Od 11 do 14 listopada ceny na wszystkie seanse (także 3D) w multipleksach spółki należącej do grupy ITI, będą kosztowały 11 zł, co daje często cenę o ponad 50 proc. mniej niż zwykle. Spółka nie ujawnia prognoz wyników promocji. Ze słów Piotra Zygo, prezesa Multikina wynika jednak, że dobre doświadczenia z czasu promocji przełożą się na większą widownię w czasie, gdy ceny biletów wrócą do dawnego poziomu. Średnio kosztują około 19,5 zł, ale w najbardziej uczęszczane dni - czyli weekend - dorosła osoba płaci około 23 i 27 zł (3D).
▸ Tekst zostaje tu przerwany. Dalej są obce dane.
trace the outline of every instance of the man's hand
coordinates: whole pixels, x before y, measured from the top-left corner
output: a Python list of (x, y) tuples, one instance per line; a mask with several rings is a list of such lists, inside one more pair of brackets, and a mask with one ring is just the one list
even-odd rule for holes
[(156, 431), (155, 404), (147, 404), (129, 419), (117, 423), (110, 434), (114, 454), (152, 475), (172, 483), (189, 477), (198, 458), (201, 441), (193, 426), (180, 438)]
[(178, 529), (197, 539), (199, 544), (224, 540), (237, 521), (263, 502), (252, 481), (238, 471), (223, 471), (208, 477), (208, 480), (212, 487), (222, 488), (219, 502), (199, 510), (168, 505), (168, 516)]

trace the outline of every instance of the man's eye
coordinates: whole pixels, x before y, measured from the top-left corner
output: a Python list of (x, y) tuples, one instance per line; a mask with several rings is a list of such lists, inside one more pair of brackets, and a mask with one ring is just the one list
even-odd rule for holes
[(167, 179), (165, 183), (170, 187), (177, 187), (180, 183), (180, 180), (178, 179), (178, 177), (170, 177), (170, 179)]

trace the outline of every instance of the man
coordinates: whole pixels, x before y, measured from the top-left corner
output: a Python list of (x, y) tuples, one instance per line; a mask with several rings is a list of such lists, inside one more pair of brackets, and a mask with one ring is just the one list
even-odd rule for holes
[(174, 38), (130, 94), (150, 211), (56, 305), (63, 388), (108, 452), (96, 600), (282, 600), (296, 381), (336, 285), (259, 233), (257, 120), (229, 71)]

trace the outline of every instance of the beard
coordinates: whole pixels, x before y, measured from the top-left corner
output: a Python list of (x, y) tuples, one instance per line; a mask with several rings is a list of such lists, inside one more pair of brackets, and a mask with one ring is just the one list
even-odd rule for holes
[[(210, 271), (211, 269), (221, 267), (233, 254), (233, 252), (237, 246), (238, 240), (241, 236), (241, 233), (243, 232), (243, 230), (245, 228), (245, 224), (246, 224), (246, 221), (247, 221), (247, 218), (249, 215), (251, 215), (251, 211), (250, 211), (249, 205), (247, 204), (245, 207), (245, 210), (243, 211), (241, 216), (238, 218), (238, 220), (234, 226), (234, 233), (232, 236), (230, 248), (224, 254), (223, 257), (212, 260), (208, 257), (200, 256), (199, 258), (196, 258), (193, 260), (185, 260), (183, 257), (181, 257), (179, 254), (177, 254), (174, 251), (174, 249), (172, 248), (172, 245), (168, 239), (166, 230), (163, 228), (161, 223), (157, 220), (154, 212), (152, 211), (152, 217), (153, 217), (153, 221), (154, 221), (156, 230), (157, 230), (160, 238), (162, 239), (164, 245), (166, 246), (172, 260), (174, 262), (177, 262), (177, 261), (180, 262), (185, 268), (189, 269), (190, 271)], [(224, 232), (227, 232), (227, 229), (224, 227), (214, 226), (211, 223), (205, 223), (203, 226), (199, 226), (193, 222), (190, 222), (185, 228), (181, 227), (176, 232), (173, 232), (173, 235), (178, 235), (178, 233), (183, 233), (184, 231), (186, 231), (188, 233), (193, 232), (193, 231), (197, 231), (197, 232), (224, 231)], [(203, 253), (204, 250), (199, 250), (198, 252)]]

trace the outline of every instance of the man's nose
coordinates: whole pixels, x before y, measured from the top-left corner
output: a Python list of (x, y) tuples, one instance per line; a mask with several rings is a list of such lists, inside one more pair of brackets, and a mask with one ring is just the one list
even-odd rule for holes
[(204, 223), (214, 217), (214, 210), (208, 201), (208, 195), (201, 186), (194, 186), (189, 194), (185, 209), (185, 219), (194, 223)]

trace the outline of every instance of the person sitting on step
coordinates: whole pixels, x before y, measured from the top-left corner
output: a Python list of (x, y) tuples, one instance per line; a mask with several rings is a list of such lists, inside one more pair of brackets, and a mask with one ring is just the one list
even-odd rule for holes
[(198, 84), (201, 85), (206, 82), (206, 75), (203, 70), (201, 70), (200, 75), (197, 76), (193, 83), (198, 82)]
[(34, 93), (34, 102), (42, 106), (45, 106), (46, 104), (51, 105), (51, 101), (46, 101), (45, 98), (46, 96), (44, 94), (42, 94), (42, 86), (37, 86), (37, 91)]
- W naszej ocenie, organizując promocję właśnie teraz, korzystamy z sytuacji rynkowej: mamy długi weekend, listopad, a tydzień później premierę "Harry' ego Potter'a". Co do przyszłości, to wszystkie nasze promocje związane z biletami na filmy służą podniesieniu zysku na sprzedaży biletów w kasach kinowych. Liczymy, że niższa cena biletu zostanie zrekompensowana z nadwyżką przez wyższą frekwencję, a wyższa frekwencja to oczywiście wyższe wpływ z barów i reklamy - powiedział Zygo.
Jak pisaliśmy wcześniej, Cinema City sprzedało w promocyjną niedzielę 270 tys. biletów, po tym, jak obniżyło ich ceny do 10 i 15 zł (3D). Wynik ten odpowiada sprzedaży ze statystycznego tygodnia w I połowie br. Multikino dysponuje mniejszą liczbą multipleksów i ekranów niż jego największy konkurent, ale ze względu na czas trwania, kampania może przynieść firmie wyższą sprzedaż biletów. W I połowie roku frekwencja w kinach Multikina była o 12 proc. niższa niż przed rokiem.
Zygo podkreśla jednak, że nie ona liczy się najbardziej, a przychody, a potem zyski, jakie osiąga operator. W I połowie roku przychody ze sprzedaży biletów w sieci urosły o 0,2 proc. do 86,5 mln zł.